The process of problem analysis and identification should also involve analysis of the effects of legal constrains that are involved. Jeff has catered for any form of legal implications that can arise because the information is not totally omitted but partially concealed. Jeff fails to emphasize the information to take advantage of investors who might not be keen enough.
Another ethical issue represented in the case study involves invoking the conscience clause in relation to the law. The investors obviously lack proper information regarding all details of the contract. Like many marketers, Jeff is using a scrupulous method of capturing attention of potential clients due to the influence on sales.
Social group and the public in general have different perspective over business need since they feel that an action ought to be driven by consciousness. Jeff needs to analyze his consciousness and validate against the laws governing real estate companies, thus the reason that he need to find a better way of convincing potential client.

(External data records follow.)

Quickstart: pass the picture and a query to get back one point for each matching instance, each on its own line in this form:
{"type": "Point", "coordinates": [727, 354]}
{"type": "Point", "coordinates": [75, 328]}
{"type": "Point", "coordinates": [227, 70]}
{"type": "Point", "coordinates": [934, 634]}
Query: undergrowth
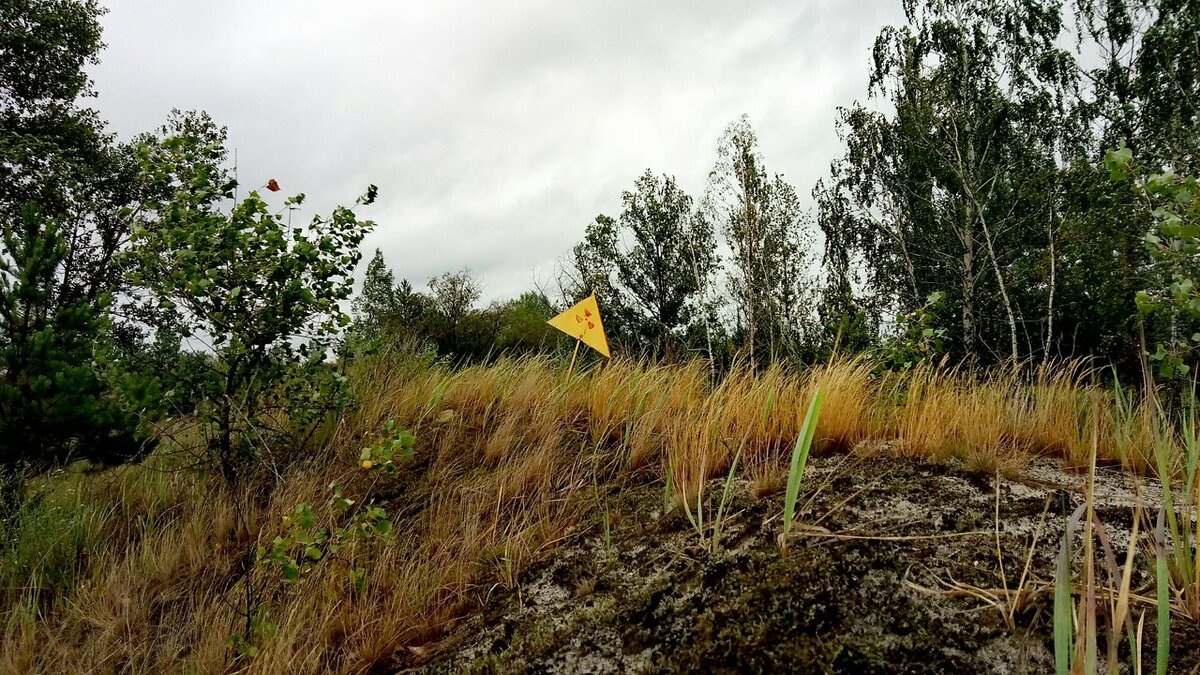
{"type": "Point", "coordinates": [153, 567]}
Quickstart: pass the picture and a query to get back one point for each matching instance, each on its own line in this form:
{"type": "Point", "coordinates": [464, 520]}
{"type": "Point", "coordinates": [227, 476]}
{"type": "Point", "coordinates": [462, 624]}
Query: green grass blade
{"type": "Point", "coordinates": [799, 459]}
{"type": "Point", "coordinates": [1163, 581]}
{"type": "Point", "coordinates": [1063, 631]}
{"type": "Point", "coordinates": [725, 496]}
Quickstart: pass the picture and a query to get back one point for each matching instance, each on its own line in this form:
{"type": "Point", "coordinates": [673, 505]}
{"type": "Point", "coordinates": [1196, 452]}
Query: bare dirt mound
{"type": "Point", "coordinates": [895, 571]}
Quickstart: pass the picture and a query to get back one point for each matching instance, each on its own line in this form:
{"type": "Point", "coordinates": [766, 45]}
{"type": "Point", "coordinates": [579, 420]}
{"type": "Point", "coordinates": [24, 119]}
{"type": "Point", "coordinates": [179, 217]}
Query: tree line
{"type": "Point", "coordinates": [1015, 190]}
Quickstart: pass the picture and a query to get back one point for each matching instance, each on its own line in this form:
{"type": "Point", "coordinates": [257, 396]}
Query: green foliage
{"type": "Point", "coordinates": [1174, 244]}
{"type": "Point", "coordinates": [65, 191]}
{"type": "Point", "coordinates": [772, 260]}
{"type": "Point", "coordinates": [648, 267]}
{"type": "Point", "coordinates": [799, 460]}
{"type": "Point", "coordinates": [395, 443]}
{"type": "Point", "coordinates": [264, 296]}
{"type": "Point", "coordinates": [304, 544]}
{"type": "Point", "coordinates": [919, 338]}
{"type": "Point", "coordinates": [46, 542]}
{"type": "Point", "coordinates": [54, 404]}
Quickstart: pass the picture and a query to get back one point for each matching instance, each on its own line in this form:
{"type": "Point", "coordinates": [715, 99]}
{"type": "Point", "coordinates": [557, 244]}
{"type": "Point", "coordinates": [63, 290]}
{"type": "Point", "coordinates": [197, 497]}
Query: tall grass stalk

The decision Jeff makes during the design of the prospectus ought to enhance the relationship between the company and the potential clients rather than conform to a fixed professional code of ethics or organizational culture. Jeff is interested in enhancing measures that assist the firm to maximize profits.
Some of this internal bureaucratic rules and regulations are crafted in such a way that they enhance the internal efficiency of the firm, but on the other hand compromise the good relationship with the customers. These are third party Ethical constraints.
Jeff is trying to find loopholes for generating more profits from the firm but exploitation clients. What will be the public perception or reputation of the firm if the matter became a court case (in which case the company would easily win)? Is such exploitation ethical in a business setting? Jeff needed to consider these questions, before coming up with structure of the prospectus. His action is arguably justifiable because such an investment requires a keen check of details before signing the deal.
His alternative course of actions must first involve the client. Relevant research can provide some positive reasons why an investor should take the offer by the company regardless of the high rate increase after four years. An ethical dilemma and reasonable data mining just before making the final decision would assist him find a better and ethical marketing strategy, which would not compromise the moral principles of the firm concerning business ethics.
Buerki, R & Louis V. (2002). Ethical Responsibility in Pharmacy Practice. Chicago: Amer. Inst. History of Pharmacy Publisher.